Kinderbett Test – diese 2 Betten wurden mit sehr gut und gut getestet

Ökotest hat Kinderbetten auf Sicherheit, Schadstoffe und Verarbeitungsmängel geprüft. Nur zwei Betten wurden von den Testern empfohlen, sie haben die Note sehr gut oder gut bekommen.
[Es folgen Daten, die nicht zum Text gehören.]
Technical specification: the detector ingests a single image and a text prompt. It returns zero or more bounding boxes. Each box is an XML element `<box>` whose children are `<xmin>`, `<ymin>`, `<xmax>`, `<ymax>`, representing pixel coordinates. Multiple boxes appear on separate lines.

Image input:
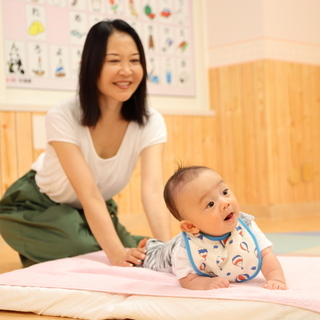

Testsieger ist das Kinderbett Mia Superstar, mit diesem Modell waren die Tester vollständig zufrieden.
Auch das Kinderbett von Ikea Leksvik können Sie bedenkenlos kaufen, denn es hat die Tester rundum überzeugt. Der Grund, warum es nicht für die Note sehr gut gereicht hat, war lediglich die etwas unverständliche Bedienungsanleitung ohne Teile Liste. Wer mit dem Aufbau von Ikea Möbeln kein Problem hat, wird auch damit zurechtkommen.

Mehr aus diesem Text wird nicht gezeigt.